Through a case study of Grant Wood, this paper will consider the “after-life” of so-called Victorian architecture in the 1920s and 30s. Today architectural historians are much more specific in labeling the many different non-classical styles of domestic architecture in the long period of the reign of Queen Victoria (1837-1901). But circa 1930, critics, historians, and artists such as Wood used the catchall term “Victorian” liberally. As styles changed, nineteenth-century American architecture was lambasted and subjected to decay and demolition. Attitudes began to shift in the 1920s and 30s, at the height of the Colonial Revival. This paper will investigate Wood’s participation in the Victorian Revival through an examination of his attitudes towards vernacular architecture and Gothic and Gothic Revival architecture generally, arguing that Wood did not view Midwestern Victorian cottages as importations from English architecture (which they were), but as uniquely American adaptations of medieval European Gothic church architecture.

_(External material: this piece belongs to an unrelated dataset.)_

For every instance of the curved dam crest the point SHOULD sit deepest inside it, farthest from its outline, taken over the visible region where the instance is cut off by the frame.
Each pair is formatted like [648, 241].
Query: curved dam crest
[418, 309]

Watch the presentation on YouTube. NOTE: This presentation runs from minute 9:15 through 48:21 during the video.
About the presenter

Kerry Dean Carso is chair and associate professor of art history at the State University of New York at New Paltz, where she teaches courses on American art and architecture. Her research focuses on interconnections between the arts and literature in the nineteenth and early twentieth-century United States. She is the author of American Gothic Art and Architecture in the Age of Romantic Literature (2014; University of Wales Press, Gothic Literary Studies series), winner of the 2015 Henry-Russell Hitchcock Award from the Victorian Society in America. She has published articles on Gothic Revival architecture and Romantic painting in peer-reviewed journals including Mosaic, Winterthur Portfolio, Symbiosis, The Hudson River Valley Review, and Gothic Studies, as well as exhibition catalogue essays on Hudson Valley art and architecture for the Dorsky Museum of Art. She is currently working on a book manuscript entitled “Follies in America: A History of Garden and Park Architecture, 1776-1876” as well as a project on “The After-Life of American Victorian Architecture in the Inter-War Years.” Professor Carso earned a Ph.D. and M.A. in American Studies from Boston University and an A.B. in English and American Literature and Language from Harvard University.